If you have been diagnosed with sciatica, your doctor may recommend that you do some sciatica exercises to help with the pain. Sciatica is a condition caused by sciatic nerve irritation and is normally experienced from the lower back to beneath the knee. The sciatic nerve spans the greatest distance of any nerve in the body, originating in the nerve roots located in the lumbar region of the spine and traveling down to the toes. A herniated disc frequently brings on sciatica as it creates pressure on the nerve. However anything that causes irritation or inflammation of the sciatic nerve can trigger the condition. Several of the catalysts that frequently lead to this type of pain are injury, nerve irritation from adjacent bones, infection and internal bleeding. An accurate diagnosis for sciatica is achieved after an exam supplemented with your medical history.
An expert in this area can give suggestions for exercises that will help alleviate your painful condition. However it’s important to speak to a physical therapist or physician to figure out the source of sciatica pain before undertaking sciatica exercises. It’s vital that you obtain consent from your health care provider before trying any of the following exercises.

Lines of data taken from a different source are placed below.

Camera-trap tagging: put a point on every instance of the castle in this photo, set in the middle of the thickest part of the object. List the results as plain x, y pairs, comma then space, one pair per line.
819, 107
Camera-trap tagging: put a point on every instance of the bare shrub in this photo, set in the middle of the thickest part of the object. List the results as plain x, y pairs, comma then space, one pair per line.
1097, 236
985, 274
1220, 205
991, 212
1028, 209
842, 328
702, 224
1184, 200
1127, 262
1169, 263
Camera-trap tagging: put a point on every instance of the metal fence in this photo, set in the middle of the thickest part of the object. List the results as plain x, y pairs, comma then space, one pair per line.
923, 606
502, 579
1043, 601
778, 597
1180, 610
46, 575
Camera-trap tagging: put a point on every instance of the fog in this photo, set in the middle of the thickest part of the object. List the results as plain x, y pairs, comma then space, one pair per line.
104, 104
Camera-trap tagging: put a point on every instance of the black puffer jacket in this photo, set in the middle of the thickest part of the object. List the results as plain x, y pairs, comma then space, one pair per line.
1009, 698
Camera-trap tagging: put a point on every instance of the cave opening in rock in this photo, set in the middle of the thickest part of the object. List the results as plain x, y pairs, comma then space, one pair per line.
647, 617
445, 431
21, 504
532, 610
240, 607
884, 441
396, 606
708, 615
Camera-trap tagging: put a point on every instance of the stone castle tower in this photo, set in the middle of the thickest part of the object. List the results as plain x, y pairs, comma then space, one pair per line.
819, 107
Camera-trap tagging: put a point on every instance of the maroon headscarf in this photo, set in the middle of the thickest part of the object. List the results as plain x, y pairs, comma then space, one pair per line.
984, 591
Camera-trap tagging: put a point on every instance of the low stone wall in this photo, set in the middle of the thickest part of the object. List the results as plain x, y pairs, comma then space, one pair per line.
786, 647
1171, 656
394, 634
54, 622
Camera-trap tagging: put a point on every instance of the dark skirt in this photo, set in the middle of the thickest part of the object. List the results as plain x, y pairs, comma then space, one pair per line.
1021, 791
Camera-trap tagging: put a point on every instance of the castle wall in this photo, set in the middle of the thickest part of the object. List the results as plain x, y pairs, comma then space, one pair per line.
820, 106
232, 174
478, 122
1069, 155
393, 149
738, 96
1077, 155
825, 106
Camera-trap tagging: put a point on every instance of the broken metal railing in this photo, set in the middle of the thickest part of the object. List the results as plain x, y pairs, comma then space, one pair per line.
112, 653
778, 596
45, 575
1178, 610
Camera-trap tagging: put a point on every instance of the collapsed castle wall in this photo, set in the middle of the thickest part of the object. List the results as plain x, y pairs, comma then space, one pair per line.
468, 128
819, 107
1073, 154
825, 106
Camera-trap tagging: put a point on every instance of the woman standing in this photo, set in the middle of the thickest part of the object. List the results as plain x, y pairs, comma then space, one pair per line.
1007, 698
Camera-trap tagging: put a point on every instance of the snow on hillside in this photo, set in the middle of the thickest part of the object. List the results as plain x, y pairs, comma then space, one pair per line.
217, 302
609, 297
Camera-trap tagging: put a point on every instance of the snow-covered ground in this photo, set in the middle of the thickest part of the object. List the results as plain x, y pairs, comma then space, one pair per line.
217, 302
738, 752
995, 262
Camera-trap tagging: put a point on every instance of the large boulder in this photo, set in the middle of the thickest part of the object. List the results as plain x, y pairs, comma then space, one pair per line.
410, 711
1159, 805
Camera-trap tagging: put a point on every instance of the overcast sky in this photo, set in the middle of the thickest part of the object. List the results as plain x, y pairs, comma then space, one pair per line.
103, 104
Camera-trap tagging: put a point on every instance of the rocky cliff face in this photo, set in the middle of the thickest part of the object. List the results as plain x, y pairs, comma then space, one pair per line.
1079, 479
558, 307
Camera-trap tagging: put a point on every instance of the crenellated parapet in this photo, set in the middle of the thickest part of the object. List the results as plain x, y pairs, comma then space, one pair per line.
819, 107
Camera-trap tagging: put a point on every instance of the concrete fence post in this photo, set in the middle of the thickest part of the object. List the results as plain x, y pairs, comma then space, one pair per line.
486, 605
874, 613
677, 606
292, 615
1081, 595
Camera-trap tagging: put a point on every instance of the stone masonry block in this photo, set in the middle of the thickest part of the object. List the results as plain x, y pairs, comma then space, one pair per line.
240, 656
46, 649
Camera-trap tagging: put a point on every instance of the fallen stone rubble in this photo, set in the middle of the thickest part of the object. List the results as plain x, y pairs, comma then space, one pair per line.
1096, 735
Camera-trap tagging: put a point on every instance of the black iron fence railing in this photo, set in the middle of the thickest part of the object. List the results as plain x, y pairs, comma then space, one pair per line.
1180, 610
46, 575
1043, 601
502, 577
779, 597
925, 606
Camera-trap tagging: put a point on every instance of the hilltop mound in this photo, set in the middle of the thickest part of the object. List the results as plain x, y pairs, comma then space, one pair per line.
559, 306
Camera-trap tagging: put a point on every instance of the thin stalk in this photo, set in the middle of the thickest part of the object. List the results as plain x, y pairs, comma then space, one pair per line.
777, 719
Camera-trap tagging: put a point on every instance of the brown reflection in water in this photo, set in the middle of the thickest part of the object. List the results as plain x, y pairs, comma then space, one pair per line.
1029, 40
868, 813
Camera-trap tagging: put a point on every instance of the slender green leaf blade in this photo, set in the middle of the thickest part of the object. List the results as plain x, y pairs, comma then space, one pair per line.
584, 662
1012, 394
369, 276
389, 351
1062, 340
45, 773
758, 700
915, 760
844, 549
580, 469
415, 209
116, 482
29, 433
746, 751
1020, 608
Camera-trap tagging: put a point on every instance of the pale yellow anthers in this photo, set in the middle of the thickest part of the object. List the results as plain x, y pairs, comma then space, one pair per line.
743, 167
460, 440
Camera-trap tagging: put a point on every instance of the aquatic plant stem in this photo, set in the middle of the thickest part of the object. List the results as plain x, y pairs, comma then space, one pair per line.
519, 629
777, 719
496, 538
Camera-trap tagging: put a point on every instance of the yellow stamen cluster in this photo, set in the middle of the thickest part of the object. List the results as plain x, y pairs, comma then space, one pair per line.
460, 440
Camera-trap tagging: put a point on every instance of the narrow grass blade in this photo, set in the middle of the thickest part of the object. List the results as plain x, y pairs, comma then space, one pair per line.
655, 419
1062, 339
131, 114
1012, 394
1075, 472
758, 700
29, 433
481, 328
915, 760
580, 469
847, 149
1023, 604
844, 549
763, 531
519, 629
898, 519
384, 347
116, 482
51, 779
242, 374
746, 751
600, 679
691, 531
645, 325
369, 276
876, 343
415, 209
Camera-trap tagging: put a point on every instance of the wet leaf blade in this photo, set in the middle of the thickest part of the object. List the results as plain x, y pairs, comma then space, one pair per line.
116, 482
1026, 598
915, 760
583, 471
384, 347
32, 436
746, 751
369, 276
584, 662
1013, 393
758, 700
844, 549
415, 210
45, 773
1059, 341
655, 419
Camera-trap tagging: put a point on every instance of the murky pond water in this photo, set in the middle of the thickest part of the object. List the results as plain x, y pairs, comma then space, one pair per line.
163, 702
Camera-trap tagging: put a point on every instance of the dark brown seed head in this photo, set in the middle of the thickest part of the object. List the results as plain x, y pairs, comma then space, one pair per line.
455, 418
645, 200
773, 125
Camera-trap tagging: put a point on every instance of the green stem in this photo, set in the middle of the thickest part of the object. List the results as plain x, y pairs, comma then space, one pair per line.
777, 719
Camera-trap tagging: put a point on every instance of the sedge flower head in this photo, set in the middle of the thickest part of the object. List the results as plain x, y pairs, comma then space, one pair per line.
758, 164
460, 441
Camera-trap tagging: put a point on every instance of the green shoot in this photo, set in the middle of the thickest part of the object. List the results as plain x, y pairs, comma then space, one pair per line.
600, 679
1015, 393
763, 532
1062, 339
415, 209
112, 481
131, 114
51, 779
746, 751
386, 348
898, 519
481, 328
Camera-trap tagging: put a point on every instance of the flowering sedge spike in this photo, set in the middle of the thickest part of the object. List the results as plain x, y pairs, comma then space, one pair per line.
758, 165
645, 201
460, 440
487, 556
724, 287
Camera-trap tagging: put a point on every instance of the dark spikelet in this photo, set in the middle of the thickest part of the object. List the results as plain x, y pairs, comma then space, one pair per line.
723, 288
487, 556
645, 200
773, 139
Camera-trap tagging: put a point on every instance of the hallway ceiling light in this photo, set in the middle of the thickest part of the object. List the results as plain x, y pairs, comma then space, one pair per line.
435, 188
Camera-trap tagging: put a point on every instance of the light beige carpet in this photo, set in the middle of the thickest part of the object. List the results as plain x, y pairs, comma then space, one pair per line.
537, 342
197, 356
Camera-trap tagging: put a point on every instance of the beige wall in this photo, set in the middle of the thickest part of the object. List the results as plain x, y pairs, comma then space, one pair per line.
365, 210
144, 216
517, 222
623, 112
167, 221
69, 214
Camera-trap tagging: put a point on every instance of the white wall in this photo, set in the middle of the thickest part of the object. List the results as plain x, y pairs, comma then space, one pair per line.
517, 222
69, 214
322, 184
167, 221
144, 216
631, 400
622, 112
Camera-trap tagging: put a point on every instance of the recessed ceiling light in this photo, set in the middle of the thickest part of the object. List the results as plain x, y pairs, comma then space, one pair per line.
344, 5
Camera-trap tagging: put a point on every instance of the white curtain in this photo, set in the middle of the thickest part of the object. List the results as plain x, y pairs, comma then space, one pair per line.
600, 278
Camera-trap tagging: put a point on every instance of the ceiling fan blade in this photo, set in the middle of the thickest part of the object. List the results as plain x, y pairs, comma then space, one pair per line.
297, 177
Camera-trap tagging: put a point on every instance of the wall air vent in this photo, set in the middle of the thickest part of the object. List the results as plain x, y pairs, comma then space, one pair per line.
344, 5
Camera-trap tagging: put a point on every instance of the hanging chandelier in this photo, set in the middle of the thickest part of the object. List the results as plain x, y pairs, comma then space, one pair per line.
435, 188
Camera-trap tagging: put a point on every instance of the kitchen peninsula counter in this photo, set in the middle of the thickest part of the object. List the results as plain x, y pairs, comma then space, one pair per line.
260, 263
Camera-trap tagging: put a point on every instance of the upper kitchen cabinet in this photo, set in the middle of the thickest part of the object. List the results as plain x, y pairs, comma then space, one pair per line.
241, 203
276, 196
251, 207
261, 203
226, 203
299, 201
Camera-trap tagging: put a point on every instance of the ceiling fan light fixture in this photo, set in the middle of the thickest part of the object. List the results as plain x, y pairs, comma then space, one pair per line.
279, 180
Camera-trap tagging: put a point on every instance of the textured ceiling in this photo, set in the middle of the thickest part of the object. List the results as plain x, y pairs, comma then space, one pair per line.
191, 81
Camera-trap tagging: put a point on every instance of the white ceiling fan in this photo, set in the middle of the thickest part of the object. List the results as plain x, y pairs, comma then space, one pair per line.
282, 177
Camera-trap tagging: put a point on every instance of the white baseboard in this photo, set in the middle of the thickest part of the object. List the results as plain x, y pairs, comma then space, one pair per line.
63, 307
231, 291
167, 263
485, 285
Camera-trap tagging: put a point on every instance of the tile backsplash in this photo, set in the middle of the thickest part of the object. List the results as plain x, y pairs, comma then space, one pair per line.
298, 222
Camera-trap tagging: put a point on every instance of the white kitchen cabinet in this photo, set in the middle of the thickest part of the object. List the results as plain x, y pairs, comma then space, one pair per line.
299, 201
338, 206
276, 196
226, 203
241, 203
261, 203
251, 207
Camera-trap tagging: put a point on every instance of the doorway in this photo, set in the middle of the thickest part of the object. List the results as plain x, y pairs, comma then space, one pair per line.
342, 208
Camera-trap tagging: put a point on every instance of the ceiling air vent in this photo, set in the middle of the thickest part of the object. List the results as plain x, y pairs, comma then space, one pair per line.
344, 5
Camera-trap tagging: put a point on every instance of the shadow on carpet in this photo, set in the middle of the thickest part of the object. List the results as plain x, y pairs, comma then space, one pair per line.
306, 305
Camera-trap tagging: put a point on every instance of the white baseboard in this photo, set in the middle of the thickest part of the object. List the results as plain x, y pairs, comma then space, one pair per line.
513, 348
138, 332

Among the most effective and easiest exercises for sciatica relief is back stretching. Start by lying on your back on a flat surface, and then move both your knees towards your chest. Then wrap your arms around your legs, applying gentle pressure just under the knees, which will provide your lower back with a good stretch. Remember not to overdo it with your stretches, and keep your movements as smooth as possible.
Another fantastic way to ease the pain of sciatica is by doing a quad stretch. While lying down on your stomach, slowly move your right leg up toward your buttocks. Grab this leg with your right hand, and try to bring the foot up as near to your buttocks as possible until you feel a full stretch. Hold this pose for around 12 seconds and then repeat it on the other side.
Another exercise for sciatica is done by sitting on a flat surface and letting your palms support your body weight while in this position. Stretch out your feet in front of you while keeping your back straight. Return your body to the floor, then bend one leg toward your chin. Place your hand on your bent leg and hold it towards you for several seconds and then repeat the process with your other leg.
Stretches that cause you to twist your torso are normally beneficial for sciatica too. For this move, start by sitting in a firm, straight-backed chair that supports your back, with your knees a little apart. Twist your torso towards one side and hold for 10 seconds, then repeat on the other side.
It is important for you to be relaxed and to focus on both your posture and breathing while you’re doing exercises designed to alleviate your sciatica pain.